The barriers that Philly’s school district faces to proactive planning, however, are steep. “It’s really hard to be proactive in Philly because there’s always a crisis,” said Rodriguez. Earlier this year, the children’s advocacy group Children First PA released a report revealing the dismal state of Philadelphia’s children and families. Titled “A decade of stalled progress,” the report found that many school district children withstand high levels of poverty, food insecurity, teacher turnover, and language barriers.

The report also found environmental factors at home and school including poor indoor air quality and exposure to lead and mold “exacerbate respiratory health disparities, leaving affected children at higher risk of missed school days, hospital visits, and chronic complications.”

Hence, school districts that have successfully implemented climate change preparations tend to be smaller and a bit wealthier. Denver is one such school district.

Denver as a model

With half of the enrolled students and a median income that is roughly $28,000 more, the Denver school district may not encounter the same level of challenges as Philadelphia.
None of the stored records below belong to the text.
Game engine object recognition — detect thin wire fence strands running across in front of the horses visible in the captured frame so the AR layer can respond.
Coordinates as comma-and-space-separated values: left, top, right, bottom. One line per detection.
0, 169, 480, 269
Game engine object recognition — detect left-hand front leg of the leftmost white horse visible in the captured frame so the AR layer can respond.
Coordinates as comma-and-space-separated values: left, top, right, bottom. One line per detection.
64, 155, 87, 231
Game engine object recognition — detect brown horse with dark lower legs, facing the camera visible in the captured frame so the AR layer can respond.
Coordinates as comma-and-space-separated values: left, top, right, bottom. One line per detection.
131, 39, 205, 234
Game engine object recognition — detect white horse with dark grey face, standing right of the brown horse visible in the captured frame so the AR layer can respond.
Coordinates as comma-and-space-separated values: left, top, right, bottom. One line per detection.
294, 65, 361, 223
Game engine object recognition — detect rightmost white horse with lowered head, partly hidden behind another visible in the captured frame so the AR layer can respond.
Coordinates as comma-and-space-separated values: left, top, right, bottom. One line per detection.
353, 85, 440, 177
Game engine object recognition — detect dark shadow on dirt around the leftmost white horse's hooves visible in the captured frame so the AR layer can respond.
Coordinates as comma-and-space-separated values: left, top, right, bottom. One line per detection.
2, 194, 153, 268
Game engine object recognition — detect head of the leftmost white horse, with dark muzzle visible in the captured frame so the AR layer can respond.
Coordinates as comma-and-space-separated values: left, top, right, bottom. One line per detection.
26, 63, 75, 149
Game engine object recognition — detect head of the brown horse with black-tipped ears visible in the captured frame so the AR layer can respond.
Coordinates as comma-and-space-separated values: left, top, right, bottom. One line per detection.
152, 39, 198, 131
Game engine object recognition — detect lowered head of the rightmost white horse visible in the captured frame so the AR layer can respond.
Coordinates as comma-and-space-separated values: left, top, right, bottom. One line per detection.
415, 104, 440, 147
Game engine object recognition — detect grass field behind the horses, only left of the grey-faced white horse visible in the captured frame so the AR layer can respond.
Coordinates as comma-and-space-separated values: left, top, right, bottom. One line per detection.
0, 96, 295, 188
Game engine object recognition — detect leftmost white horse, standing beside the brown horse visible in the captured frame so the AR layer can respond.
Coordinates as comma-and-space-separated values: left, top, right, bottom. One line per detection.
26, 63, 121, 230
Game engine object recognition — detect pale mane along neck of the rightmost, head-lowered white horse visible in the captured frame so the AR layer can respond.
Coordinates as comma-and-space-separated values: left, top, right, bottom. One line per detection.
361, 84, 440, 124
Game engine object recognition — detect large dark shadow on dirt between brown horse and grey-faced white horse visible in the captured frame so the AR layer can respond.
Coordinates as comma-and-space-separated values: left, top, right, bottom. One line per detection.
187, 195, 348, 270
Nevertheless, Denver scored higher than Philadelphia for justice and equity in Rodriguez and Shasanya’s study for their sustainability and climate action plan, or SCAP.

Miles Hoffman, the operations manager of the Sustainability team at Denver Public Schools, said that much of the progress and the high score of the district’s SCAP comes down to placing students at the center of the work. “The development of the CAP was really a student-led movement supported by the district,” explained Hoffman.

Hoffman said students have seen the impact of climate change firsthand. Wildfires – like the Marshall fire of 2021 that tore through neighboring Boulder County – are becoming more frequent and more destructive in the state as the planet warms. “This was a reaction and response to climate change” from the students, said Hoffman.

DPS Students for Climate Action is the award-winning campaign that led that response. Students spoke in front of the school board and developed the climate action plan with the sustainability team. The plan was then adopted and is now policy.

“Having it as a board policy gives us a leg to stand on,” said Hoffman. “It is well-communicated and well-understood that climate action is of great importance.”

Baked into the plan is clear language regarding equity and environmental justice: a recognition that Black and brown communities bear the brunt of climate change, as is the case in Philadelphia. The district prioritized running EV buses through underserved communities first; is building solar projects that will help offset energy costs for district families; and is utilizing a heat and air quality vulnerability map to prioritize HVAC upgrades throughout the district. They are installing AC at 29 schools, 20 of which will be air source heat pumps.

Denver Public Schools aligned its SCAP with that of the city, since it was clear that reaching the city’s climate goals would depend on the action of the district. Hoffman says the district meets regularly with the city, and that departments outside of the sustainability teams have ownership over shared goals. He feels that that ownership creates a sense of urgency for all parties to collaborate.

The School District of Philadelphia introduced its first SCAP back in 2016 called GreenFutures, which was modeled after Greenworks, former Mayor Nutter’s sustainability plan. Under this plan, SDP has been able to enter into contracts with Philadelphia Energy Authority to improve energy efficiency in 24 schools and has partnered with the city’s Philly Tree Plan. The district also partnered with Philadelphia Gas Works to conduct a study on the feasibility of geothermal energy at John F. McCloskey Elementary and a neighboring recreation center.

They are now working on the second version of the plan, GreenFutures 2.0, yet to be released. Rodriguez hopes that there can be greater collaboration between the city and district in the next plan. Moreso, though, she hopes it will be a priority.

“Climate change isn’t going away, so schools are going to have to eventually green themselves.”